海の人々、山の人々との交流
その土地毎で交流の形は違えど、海の人々は塩を作るために必要な薪を山の人々から手に入れ、山の人々は生きるための塩を薪の材料となる木材と引き換えに手に入れていたのだと思います。いわゆる物々交換というものです。
もっと昔は山の人々が冬の時期に木を切っておき雪解けの川の水量が多くなる時期を見計らって海に向かって木材を流し、それを海に持っていって海の人々に塩を作ってもらっていたようです。それだとどうも要領が悪い、なんとかならないものかと苦心して物々交換のような交流が発展していったということのようです。
このような交流は比較的塩の生産量が低いところで起こっていた交流のようで、そうすると川の役割というのが非常に重要になってきます。宮本常一は言います「おそらく最初の塩の道は川であったろう」と。
薪は塩を生産するのみで使われるものではありませんから、どのような土地に住む人でも生活をする上でなくてはならないものだったと思います。そうすると「海に流していくのはけしからん」という声が起こり、海に出る前の町で木材を引き上げるわけです。この町で薪に使える木に製材し海の人に売る。売ったお金で塩を買い山に入るというような商売が起こります。

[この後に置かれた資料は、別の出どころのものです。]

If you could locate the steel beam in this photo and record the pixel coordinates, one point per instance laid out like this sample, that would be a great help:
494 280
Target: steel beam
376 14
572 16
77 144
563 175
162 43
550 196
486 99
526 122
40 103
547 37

塩の生産量が多い町では塩を山に売りに行くというような商売も起こります。その際、塩だけを売るのではなく魚も一緒に売りたい。その方が儲けになるわけです。そうすると腐らないよう魚を塩漬けにし売り歩く。山の人にとってはタンパク源である魚も手に入り、塩も手に入るわけですから一石二鳥だったのだと思います。
このようにして土地毎で塩を手に入れる方法に違いがあり、そこに人間の知恵が息づいているのは非常に面白いと感じるのです。
旅に出かけると「釜谷町」とか「塩屋町」というのを多く見つけることができます。昔は塩を作るのに釜を使っていた事からも、きっとこの町は塩を販売していた町なのだろうと容易に想像できると同時に、近くに必ずといっていいほど海があり川が流れている景色を見てどのような思いを馳せることができるでしょう。今回お話した「塩の道」を使った交流や時代背景を知っているだけで、そこに住む人々の先祖の事、町の風景、山の景色が見違えるものになることと思います。
是非旅に出かける際ふと立ち止まって、この道はどこに続いてるんだろうと想像してみてください。そして地名に目を配って思いを馳せてみてください。きっとまた違った旅の面白さに気づく事になるかと思います。